A Bayesian Way of Choosing a Restaurant

Kirill Tsyganov
Towards Data Science
3 min readOct 12, 2023

--

Recently I was looking for a new good restaurant. Google Maps highlighted me 2 options: restaurant A with 10 reviews all 5 stars and restaurant B with 200 reviews and average rating 4. I tempted to choose restaurant A but the low number of reviews concerned me. On the other hand, many reviews of restaurant B gave me confidence of its 4 star rating, but promised nothing excellent. So, I wanted to compare the restaurants and choose the best discounting on reviews or lack of reviews. Thanks to Bayes, there is a way.

Image made by the author.

Bayesian framework allows to assume something about the initial distribution of ratings and then update the inital belief based on observed data.

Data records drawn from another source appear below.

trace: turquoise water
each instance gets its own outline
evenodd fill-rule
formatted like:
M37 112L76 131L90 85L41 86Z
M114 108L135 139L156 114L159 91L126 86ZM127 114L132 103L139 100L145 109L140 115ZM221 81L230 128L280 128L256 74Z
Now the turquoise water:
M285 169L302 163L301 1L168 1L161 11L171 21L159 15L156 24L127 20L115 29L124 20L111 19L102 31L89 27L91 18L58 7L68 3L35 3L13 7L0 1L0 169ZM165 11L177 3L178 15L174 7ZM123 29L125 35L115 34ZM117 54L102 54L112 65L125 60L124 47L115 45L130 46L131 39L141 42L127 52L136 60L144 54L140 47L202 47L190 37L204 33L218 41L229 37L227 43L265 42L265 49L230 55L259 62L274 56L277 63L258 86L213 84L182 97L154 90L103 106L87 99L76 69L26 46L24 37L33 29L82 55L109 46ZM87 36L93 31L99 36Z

Set initial beliefs / prior

  • Initially we know nothing about probabilities of each rating (from 1 to 5 — stars). So, before any reviews, all ratings are equally likely. It means we start from the Uniform distr. which can be expressed as a Dirichlete distribution (generalization of Beta).
  • Our average rating will be just (1+2+3+4+5)/5 = 3 which is where the most probability is concentrated.
# prior prob. estimates sampling from uniform
sample_size = 10000
p_a = np.random.dirichlet(np.ones(5), size=sample_size)
p_b = np.random.dirichlet(np.ones(5), size=sample_size)

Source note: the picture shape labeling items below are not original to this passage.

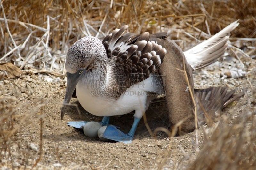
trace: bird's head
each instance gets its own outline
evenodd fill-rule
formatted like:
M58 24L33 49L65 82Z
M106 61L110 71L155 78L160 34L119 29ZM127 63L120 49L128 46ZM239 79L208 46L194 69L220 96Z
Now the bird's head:
M65 68L67 70L67 88L61 117L63 118L66 106L82 75L99 66L99 60L106 58L106 50L101 41L91 36L85 37L75 42L68 51Z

# prior ratings' means based on sampled probs
ratings_support = np.array([1, 2, 3, 4, 5])
prior_reviews_mean_a = np.dot(p_a, ratings_support)
prior_reviews_mean_b = np.dot(p_b, ratings_support)
Image made by the author.

Update beliefs

  • To update the initial beliefs we need to multiply the prior beliefs to the likelihood of observing the data with the prior beliefs.
  • The observed data is naturally described by Multinomial distribution (generalization of Binomial).
  • It turns out that Dirichlet is a conjugate prior to the Multinomial likelihood. In other words our posterior distr. is also a Dirichlet distributuion with parameters incorporating observed data.
Image made by the author.
# observed data
reviews_a = np.array([0, 0, 0, 0, 10])
reviews_b= np.array([21, 5, 10, 79, 85])

# posterior estimates of ratings probabilities based on observed
sample_size = 10000
p_a = np.random.dirichlet(reviews_a+1, size=sample_size)
p_b = np.random.dirichlet(reviews_b+1, size=sample_size)

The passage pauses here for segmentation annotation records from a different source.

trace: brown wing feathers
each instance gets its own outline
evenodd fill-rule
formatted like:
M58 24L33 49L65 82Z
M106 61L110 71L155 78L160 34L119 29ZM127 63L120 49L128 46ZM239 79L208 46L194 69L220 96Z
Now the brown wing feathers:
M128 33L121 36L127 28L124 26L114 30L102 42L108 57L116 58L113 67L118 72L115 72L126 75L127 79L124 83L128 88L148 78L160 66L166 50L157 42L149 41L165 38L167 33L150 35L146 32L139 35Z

# calculate posterior ratings' means
posterior_reviews_mean_a = np.dot(p_a, ratings_support)
posterior_reviews_mean_b = np.dot(p_b, ratings_support)
  • The posterior avg. rating of A is now somewhere in the middle between prior 3 and observed 5. But the avg. rating of B didn’t change much because the large number of reviews outweighted the initial beliefs.
Image made by the author.

So, which one is better?

  • Back to our original question, “better” means the probability that an avg. rating of A is bigger than an avg. rating of B, i.e., P(E(A|data)>E(B|data)).
  • In my case I obtain the probability of 85% that restaurant A is better than restaurant B.
# P(E(A)-E(B)>0)
posterior_rating_diff = posterior_reviews_mean_a-posterior_reviews_mean_b
p_posterior_better = sum(posterior_rating_diff>0)/len(posterior_rating_diff)
Image made by the author.

Bayesian update allows us to incorporate prior beliefs which are especially valuable in case of small number of reviews. However, when the number of reviews is big, the initial beliefs do not significantly impact the posterior beliefs.

Code is available in my github and I am going to the restaurant A.

--

--